Education Policy Links, 3-25-12

Education Week examines the growing focus on the role of poverty in education.  As does the NY Times.

Here's an excellent, information-dense piece on the influence of income on education and the influence of education on future earnings.

Teach For America founder Wendy Kopp pens "In Defense of Optimism" and education historian and NYU professor Diance Ravitch, "In Defense of Facing Reality" -- they argue mainly over whether programs like TFA can overcome the obstacles faced by children living in poverty.

A new study finds that "preschool attendance may help to reduce achievement gaps"

Here's an interview with prominent education writer Lisa Delpit on "educating other people's children"

David Brooks, long an advocate of "no excuses" charter schools that eschew teachers' unions, writes about the good things happening at a local school that emphasizes relationships and uses teams of 4 teachers to work with 60 kids per classroom.

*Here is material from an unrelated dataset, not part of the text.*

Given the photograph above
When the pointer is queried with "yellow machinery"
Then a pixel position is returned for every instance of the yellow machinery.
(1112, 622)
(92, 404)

The New American Academy has two big advantages as a reform model. First, instead of running against the education establishment, it grows out of it and is being embraced by the teachers’ unions and the education schools. If it works, it can spread faster.
Second, it does a tremendous job of nurturing relationships. Since people learn from people they love, education is fundamentally about the relationship between a teacher and student. By insisting on constant informal contact and by preserving that contact year after year, The New American Academy has the potential to create richer, mentorlike or even familylike relationships for students who are not rich in those things.
A new study finds that college freshman are not learning how to critically analyze the sources they cite.  Students "don't know how to do anything but grab a few sentences and go," writes one of the study's authors.

Education reporter Alexander Russo writes that those who argue for charters and merit pay and those who argue for social reform and fixing poverty are becoming more polarized.

There's no one I can think of who's acceptable to both sides.  And the absence of a unifying figure -- and some sort of a joint rallying cry -- is a problem that most of those currently engaged in battle don't seem to appreciate. This is in large part because both sides of the fight seem to think that they're winning.
Leonie Haimson, executive director of the nonprofit Class Size Matters argues that -- you guessed it -- class size matters.

A new survey of teachers finds job satisfaction plummeting.

New accountability measures for Head Start programs are, according to Sara Mead, making it obvious that there's a lack of quality providers.